Plurilateral agreements typically allow participating countries to opt in voluntarily. Those not participating are not bound by the agreement’s terms, making this format more flexible than multilateral negotiations. This flexibility can make it easier to achieve consensus among willing members, particularly when certain issues are contentious or when a group of countries wants to move forward on specific areas of trade policy without waiting for a broader consensus.

Context Within International Trade

Plurilateral agreements often emerge within global institutions such as the WTO when consensus among all members is difficult. While the WTO operates on the principle of Most-Favored Nation (MFN), which generally extends trade benefits to all members equally, plurilateral deals under the WTO framework may be exceptions to this rule if structured properly. For example, the WTO’s Government Procurement Agreement (GPA) is a recognized plurilateral agreement that sets rules on public-sector purchasing but only applies to those WTO members that have agreed to it.

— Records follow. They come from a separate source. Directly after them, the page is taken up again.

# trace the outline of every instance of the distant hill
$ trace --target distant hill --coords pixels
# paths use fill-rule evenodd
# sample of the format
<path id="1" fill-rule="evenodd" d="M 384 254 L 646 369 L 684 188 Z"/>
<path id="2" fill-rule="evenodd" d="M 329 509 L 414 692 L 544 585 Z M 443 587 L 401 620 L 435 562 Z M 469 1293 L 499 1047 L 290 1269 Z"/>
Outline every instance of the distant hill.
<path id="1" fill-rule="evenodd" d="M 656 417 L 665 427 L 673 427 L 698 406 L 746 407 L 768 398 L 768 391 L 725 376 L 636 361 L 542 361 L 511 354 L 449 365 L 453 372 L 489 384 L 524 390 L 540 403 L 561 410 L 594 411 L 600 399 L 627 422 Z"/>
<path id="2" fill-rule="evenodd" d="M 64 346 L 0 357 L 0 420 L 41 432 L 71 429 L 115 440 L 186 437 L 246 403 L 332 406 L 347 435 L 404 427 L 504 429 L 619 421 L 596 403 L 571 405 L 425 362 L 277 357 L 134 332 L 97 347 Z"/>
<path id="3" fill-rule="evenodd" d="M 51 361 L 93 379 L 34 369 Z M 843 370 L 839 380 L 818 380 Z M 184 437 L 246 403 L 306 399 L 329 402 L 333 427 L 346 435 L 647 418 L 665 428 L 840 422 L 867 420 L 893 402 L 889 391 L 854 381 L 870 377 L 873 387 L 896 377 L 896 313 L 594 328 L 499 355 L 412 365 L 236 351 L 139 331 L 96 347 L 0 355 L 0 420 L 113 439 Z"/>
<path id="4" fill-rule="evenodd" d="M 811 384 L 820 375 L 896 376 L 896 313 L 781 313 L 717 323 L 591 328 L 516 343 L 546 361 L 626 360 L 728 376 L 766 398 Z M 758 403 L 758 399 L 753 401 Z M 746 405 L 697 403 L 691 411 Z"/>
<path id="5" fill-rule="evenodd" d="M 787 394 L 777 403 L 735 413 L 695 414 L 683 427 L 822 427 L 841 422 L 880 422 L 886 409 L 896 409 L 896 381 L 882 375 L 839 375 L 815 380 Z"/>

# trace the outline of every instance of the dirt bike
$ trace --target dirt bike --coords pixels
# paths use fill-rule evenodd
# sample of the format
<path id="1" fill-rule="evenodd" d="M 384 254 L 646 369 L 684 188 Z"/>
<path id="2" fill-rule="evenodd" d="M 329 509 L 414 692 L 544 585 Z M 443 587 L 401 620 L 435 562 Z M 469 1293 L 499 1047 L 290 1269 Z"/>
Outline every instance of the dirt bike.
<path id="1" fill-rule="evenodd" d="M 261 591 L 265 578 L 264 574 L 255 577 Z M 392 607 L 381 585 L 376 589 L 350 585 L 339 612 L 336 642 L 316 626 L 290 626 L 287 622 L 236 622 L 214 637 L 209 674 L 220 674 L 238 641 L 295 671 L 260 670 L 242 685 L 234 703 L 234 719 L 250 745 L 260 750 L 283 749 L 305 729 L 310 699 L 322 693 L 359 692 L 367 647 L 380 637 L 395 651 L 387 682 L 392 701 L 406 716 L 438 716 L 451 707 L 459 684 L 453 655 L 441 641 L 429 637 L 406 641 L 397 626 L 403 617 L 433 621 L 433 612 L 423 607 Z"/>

Outside the WTO, plurilateral agreements have grown more common as regional or like-minded countries seek to deepen integration in specific areas such as digital trade, environmental standards, or labor rights. These deals provide an avenue for cooperation and progress when full multilateral consensus proves unattainable.

Examples of Plurilateral Trade Agreements

Several well-known agreements illustrate how plurilateral trade deals function in practice:

  • Information Technology Agreement (ITA): Originally negotiated under the WTO in 1996, this agreement reduced tariffs on IT products among participating countries. A second version, ITA II, expanded the product list in 2015.
  • Government Procurement Agreement (GPA): Also under the WTO, this plurilateral accord promotes transparency and fair competition in public procurement markets but is binding only on signatories.
  • Comprehensive and Progressive Agreement for Trans-Pacific Partnership (CPTPP): Although initially conceived as the Trans-Pacific Partnership (TPP), this agreement continued among 11 countries after the United States withdrew. It covers trade, investment, labor, and environmental standards.
  • Digital Economy Partnership Agreement (DEPA): A more recent example, DEPA involves countries such as Singapore, New Zealand, and Chile and focuses on digital trade and e-commerce rules.

These examples demonstrate that plurilateral agreements can focus on broad trade liberalization or target specific sectors and policy areas.

Advantages and Limitations

Plurilateral agreements offer certain advantages, especially in the modern trade environment where achieving full global consensus is increasingly difficult. First, they allow countries with shared goals to move forward on complex or emerging issues without being slowed down by less willing participants. This can result in faster negotiations and more innovative rule-making.

Second, the optional nature of these agreements enables experimentation and the development of new trade norms, which may later be adopted by others or incorporated into broader agreements.

However, the format also presents limitations. Since not all countries are involved, the scope of impact is narrower than a multilateral deal. There’s also the risk of fragmentation, where different sets of rules apply to different groups of countries, potentially complicating global trade flows. Additionally, smaller or less-developed countries may be excluded from key decision-making processes if they are not part of these agreements.

Strategic and Policy Implications

For policymakers, plurilateral agreements offer a way to address pressing or advanced trade issues that are not easily resolved through global talks. These include digital services, carbon border adjustments, and supply chain security — areas where technological change or environmental imperatives demand action beyond traditional tariff negotiations.

Countries often enter these agreements to reinforce alliances, strengthen regional trade, or gain first-mover advantages in setting global standards. In some cases, plurilateral deals can serve as building blocks for future multilateral agreements by demonstrating what is feasible on a smaller scale.

At the same time, they can reflect geopolitical dynamics. For instance, countries may form plurilateral trade alliances to reduce dependence on dominant economic powers or to counterbalance the influence of regional trade blocs.

The Bottom Line

A plurilateral trade agreement is a flexible tool in international trade that allows a subset of countries to make binding commitments on trade rules without requiring universal participation. These agreements have become increasingly important as global trade issues grow more complex and traditional multilateral negotiations slow down. While they provide a path for progress and innovation, they also introduce challenges related to inclusiveness, coherence, and long-term integration. Understanding their role is essential for grasping how modern trade relationships are structured and evolving.